RTX 5090 + NVFP4 + MTP + TurboQuant: the case for 200 tok/s
Dan Billings — 2026-06-01
I'm running at 35 tok/s right now. Technically I'm running at 84 tok/s — that's what the 4090 delivers with MTP at --spec-draft-n-max 3 on a fresh context — but in practice, Hermes Agent runs with a near-full 64k context window per slot. At that context size, KV cache pressure is real and effective throughput under load drops to around 35 tok/s. That's not bad. But you notice it. The thinking section scrolls, you drift, you type something before the model finishes.
This is a speculative post. I don't have a 5090 yet. What I do have is a clear picture of why the 4090 plateaus where it does and a reasonable forecast of where a 5090 lands. The numbers in the benchmarks section are projections, not measurements. I'll label them clearly. The architecture reasoning is sound, and I think the conclusion holds: a 5090 running NVFP4 + MTP is a qualitative change, not just a numbers change, and the case for buying one is stronger than it looks at first.
Why the 4090 plateaus at 84 tok/s
The 4090 post walks through the full MTP recipe. The short version: Qwen3.6-27B at UD-Q4_K_XL is ~17 GB of weights. At batch=1 (single-token decode), LLM throughput is almost purely bandwidth-bound — you're reading the weights off VRAM for every token. The 4090 has ~1 TB/s of memory bandwidth.
The rough arithmetic: 27B parameters × 0.5 bytes/param (Q4) = 13.5 GB weights read per decode token. At 1 TB/s, that's a theoretical ceiling around 74 tokens/s. Real hardware hits ~60% of peak bandwidth under this workload, which gives ~45 tok/s raw. MTP at n=3 multiplies that to 84 tok/s. That's the ceiling. The 4090 has hit it.
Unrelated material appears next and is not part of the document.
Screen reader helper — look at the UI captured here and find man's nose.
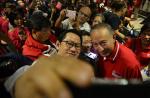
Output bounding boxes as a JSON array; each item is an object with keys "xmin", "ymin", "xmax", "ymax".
[{"xmin": 70, "ymin": 45, "xmax": 77, "ymax": 52}]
Two things can move that ceiling: more bandwidth, or smaller weights.
What the 5090 changes: bandwidth first
The RTX 5090 has 1.8 TB/s of memory bandwidth and 32 GB of GDDR7 VRAM. The bandwidth number is the important one. Everything else in the inference recipe stays the same — the model, the flags, the MTP approach — but the bandwidth multiplier is 1.8×.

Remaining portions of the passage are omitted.